88. Bad business models always show in the numbers
The numbers never lie. Just learn how to read them. It’s not hard, it’s what I teach.
89. The best stock in a bad industry is still a bad stock
As record stores have been steadily dying, does it really matter if you own the best of the worst?
90. Beware the “rule of three”
Mature markets tend to all look the same after a while. Check out the article I’ve written about the rule of three.
91. DGI (dividend growth investing) isn’t invincible
A company that has grown its dividend consistently is usually a good investment. Usually. Consider the other valuations as well.
92. A young company can die as quickly as an old company
MF Global went bankrupt after only 4 or 5 years.
93. Stock splits don’t mean anything about a company’s performance
Stock splits are done to try and attract more investors. A bad stock could split their shares just like a well performing one could.
94. Earnings can be manipulated much easier than revenue
There’s so many factors into calculating earnings, which is why it’s so important to also consider P/S.
95. Academic theories don’t play out in the real world
Which is why academics sit in their ivory towers and not on piles of cash. Learn the theories but with skepticism.
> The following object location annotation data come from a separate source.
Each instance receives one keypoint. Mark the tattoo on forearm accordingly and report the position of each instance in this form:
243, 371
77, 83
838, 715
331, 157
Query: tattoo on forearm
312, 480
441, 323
96. Remember, the tortoise beats the hare
This parable works with success, business, and the stock market.
97. You don’t have to reinvent the wheel
Did you know that the top investors of the past few decades have used a similar approach that top investors used during the 40’s? It’s called value investing, and it’s based on using important valuations.
98. Losses hurt much more than gains
A 75% loss takes a 300% gain just to break even. That’s just how the numbers work out. So avoid losses.
99. The biggest problem is the idea that average people can’t do well in the stock market
Finally, this last point is my biggest beef. You can do just as well as the experts, you just have to learn a few simple concepts. Teaching you is the single purpose of my blog.